I know, in the scheme of things, when you look at it from a pure monetary standpoint, it isn't a big deal.

But as a matter of principle, it just isn't good:

The CEOs of the big three automakers flew to the nation's capital yesterday in private luxurious jets to make their case to Washington that the auto industry is running out of cash and needs $25 billion in taxpayer money to avoid bankruptcy.

The CEOs of GM, Ford and Chrysler may have told Congress that they will likely go out of business without a bailout yet that has not stopped them from traveling in style, not even First Class is good enough.

All three CEOs – Rick Wagoner of GM, Alan Mulally of Ford, and Robert Nardelli of Chrysler – exercised their perks Tuesday by flying in corporate jets to DC. Wagoner flew in GM's $36 million luxury aircraft to tell members of Congress that the company is burning through cash, asking for $10-12 billion for GM alone.

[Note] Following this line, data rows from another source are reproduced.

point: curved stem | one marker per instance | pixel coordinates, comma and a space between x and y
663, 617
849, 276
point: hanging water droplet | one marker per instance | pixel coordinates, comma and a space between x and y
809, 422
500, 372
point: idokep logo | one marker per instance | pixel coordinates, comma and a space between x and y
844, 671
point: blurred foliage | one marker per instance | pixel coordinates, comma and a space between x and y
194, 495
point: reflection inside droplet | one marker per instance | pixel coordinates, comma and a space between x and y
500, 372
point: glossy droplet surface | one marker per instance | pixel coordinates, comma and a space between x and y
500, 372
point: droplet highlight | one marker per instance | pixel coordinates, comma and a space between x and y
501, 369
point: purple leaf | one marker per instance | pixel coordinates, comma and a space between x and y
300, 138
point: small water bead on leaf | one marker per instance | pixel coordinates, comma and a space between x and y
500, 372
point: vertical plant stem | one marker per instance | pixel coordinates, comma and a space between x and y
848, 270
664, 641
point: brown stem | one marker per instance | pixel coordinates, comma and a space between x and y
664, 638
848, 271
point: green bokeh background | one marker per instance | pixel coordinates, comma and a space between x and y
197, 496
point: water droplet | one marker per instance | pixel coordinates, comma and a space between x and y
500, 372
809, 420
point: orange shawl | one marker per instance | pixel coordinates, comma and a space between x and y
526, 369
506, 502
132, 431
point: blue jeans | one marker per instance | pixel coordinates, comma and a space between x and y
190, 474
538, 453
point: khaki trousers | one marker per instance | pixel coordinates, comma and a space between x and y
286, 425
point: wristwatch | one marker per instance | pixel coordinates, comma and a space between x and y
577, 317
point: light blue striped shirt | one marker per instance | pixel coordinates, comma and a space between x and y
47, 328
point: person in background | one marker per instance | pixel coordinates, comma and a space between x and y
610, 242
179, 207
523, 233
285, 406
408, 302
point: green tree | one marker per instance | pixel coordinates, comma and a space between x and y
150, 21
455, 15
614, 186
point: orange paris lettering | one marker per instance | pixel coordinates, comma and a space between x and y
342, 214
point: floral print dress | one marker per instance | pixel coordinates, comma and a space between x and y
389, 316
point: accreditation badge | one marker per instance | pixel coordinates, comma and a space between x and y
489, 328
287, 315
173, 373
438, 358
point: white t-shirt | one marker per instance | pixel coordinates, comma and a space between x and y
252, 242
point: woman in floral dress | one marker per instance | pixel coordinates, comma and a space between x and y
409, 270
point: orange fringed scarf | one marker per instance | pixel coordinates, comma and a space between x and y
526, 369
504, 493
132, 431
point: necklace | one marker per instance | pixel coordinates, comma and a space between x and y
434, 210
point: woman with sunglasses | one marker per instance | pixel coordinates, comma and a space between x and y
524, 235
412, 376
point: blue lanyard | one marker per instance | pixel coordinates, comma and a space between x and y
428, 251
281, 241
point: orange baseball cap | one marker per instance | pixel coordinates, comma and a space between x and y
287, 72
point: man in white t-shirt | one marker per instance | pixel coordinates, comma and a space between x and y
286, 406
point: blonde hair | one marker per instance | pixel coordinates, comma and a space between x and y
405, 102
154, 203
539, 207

Wagoner's private jet trip to Washington cost his ailing company an estimated $20,000 roundtrip. In comparison, seats on Northwest Airlines flight 2364 from Detroit to Washington were going online for $288 coach and $837 first class.

Note to CEOs who want government billion dollar bailouts at taxpayer expense:  Can you at least try to look like your company is having economic hardships?  Or at least share just one private jet?

Keep this in mind when someone tells you that the reason auto industries are going under is because the unionized employees have their pensions….

UPDATE:  Mitt Romney writes a somewhat convincing op-ed in the New York Times entitled "Let Detroit Go Bankrupt":

If General Motors, Ford and Chrysler get the bailout that their chief executives asked for yesterday, you can kiss the American automotive industry goodbye. It won’t go overnight, but its demise will be virtually guaranteed.

Without that bailout, Detroit will need to drastically restructure itself. With it, the automakers will stay the course — the suicidal course of declining market shares, insurmountable labor and retiree burdens, technology atrophy, product inferiority and never-ending job losses. Detroit needs a turnaround, not a check.

His point is well-taken, and as the former president of American Motors, Romney should be listened to.

But I don't think the solution is to deny the bailout and let Detroit go backrupt.  Not in these tough economic times.  (By the way, Mitt, good luck with Michigan in your 2012 election bid.  You just lost Joe the Assembly Line Worker).  

Where would the Big Three get the capital to rebuild and restructure?  We're having a credit crunch, if you haven't noticed, Mitt.

The solution is to have the bailout, with strings attached to the bailout.  That's something we didn't do with the monstorous $750 billion bailout of the financial sector.  Or something like this.

UPDATE:  George Will says the same as Mitt.